Posts Tagged ‘monk’

Loretta Auvil was invited to present the keynote address at the Text Mining Workshop 2008, which was held in conjunction with the Eighth SIAM International Conference on Data Mining (SDM 2008) in Atlanta, GA on April 26, 2008.  Her presentation title echoes SEASR’s identifying phrase, “Engineering Knowledge for the Humanities.”

Presentation


Abstract

Over the last decade NCSA’s Automated Learning Group has innovated data mining technologies for industry, government, and the sciences. In the past few years, we have broadened our focus to include knowledge discovery in the humanities. My presentation will focus on how we are negotiating humanities computing’s special challenges for data mining and analysis. I will discuss our early collaborative projects, FeatureLens and Nora, and SEASR (Software Environment for the Advancement of Scholarly Research), the Andrew W. Mellon Foundation-funded project we are now leading. Each of these projects has developed technologies customized to meet specific needs of the digital humanities community. FeatureLens–an early MONK (Metadata Offer New Knowledge) application–uses the machine learning approach of frequent pattern mining to identify fuzzy repetition patterns in a data collection, and with no initial human input. Nora–a case study for eighteenth- and nineteenth-century British and American literature–uses predictive modeling techniques to classify documents, even given complex and notoriously indistinct expert classes such as sentimental fiction. SEASR is our most ambitious project yet, employing a semantic-based, service-oriented architecture to build software bridges that allow users to access data stored in disparate formats and on incompatible platforms and to provide an enhanced environment for workflow and data sharing. The essential infrastructure SEASR provides will advance the capabilities of projects like our partner, MONK, a digital environment designed to help humanities scholars discover and analyze patterns.
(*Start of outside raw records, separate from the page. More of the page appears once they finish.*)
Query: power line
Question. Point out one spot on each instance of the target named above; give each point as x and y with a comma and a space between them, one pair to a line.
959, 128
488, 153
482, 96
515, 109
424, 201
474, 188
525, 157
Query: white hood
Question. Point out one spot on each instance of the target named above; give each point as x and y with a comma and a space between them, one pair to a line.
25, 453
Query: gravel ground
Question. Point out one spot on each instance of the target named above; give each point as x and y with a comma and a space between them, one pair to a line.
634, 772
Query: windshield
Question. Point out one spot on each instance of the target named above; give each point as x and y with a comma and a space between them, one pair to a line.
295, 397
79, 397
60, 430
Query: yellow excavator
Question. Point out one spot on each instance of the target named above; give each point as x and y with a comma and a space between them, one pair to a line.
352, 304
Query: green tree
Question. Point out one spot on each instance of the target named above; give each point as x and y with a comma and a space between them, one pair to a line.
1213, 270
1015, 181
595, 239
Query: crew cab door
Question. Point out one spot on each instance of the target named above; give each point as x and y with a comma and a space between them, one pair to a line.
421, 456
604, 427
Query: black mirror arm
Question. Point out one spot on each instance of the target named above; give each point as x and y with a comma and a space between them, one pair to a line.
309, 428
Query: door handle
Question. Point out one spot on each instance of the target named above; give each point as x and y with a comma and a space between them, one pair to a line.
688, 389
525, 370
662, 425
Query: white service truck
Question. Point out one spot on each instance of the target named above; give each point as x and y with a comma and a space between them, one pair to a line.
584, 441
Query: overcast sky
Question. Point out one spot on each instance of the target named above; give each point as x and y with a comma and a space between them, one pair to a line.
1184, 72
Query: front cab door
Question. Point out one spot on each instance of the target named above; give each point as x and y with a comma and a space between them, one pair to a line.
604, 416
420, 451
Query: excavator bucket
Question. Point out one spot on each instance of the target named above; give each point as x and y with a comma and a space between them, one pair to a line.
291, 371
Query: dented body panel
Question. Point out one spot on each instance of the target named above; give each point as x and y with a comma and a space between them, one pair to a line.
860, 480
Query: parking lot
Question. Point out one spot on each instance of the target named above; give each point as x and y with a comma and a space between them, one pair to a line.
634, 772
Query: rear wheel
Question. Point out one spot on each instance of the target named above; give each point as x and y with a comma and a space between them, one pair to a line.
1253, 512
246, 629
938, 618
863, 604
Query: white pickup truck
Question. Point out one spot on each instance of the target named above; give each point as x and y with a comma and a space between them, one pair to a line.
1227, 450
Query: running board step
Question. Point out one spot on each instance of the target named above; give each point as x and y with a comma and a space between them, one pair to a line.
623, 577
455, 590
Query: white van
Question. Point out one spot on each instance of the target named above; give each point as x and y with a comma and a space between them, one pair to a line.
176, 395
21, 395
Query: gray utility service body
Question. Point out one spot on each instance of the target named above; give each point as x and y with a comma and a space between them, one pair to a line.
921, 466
Loretta Auvil and Amit Kumar participated in MONK’s latest Hackfest (February 7-10, 2008, Chicago).

In preparation for the meeting, Peter Groves produced an icon to suggest how well a particular file or feature contributes to supervised classification, a feature MONK anticipates adding to the feature display in the Search by Example toolset. At the meeting, Amit Kumar (who is tasked with developing the MONK workbench) and other MONKies connected new proxy calls through the workbench, which will include SEASR calls. Loretta Auvil started toward an unsupervised classification of the TEI-A verion of witchcraft files through SEASR, to advance research for Dr. Kirsten Uszkalo’s use case.

At meeting’s end, the MONK team requested that SEASR develop a clustering tool written in Google Web Toolkit, to be tested on the Nineteenth-Century Fiction and Witchcraft databases.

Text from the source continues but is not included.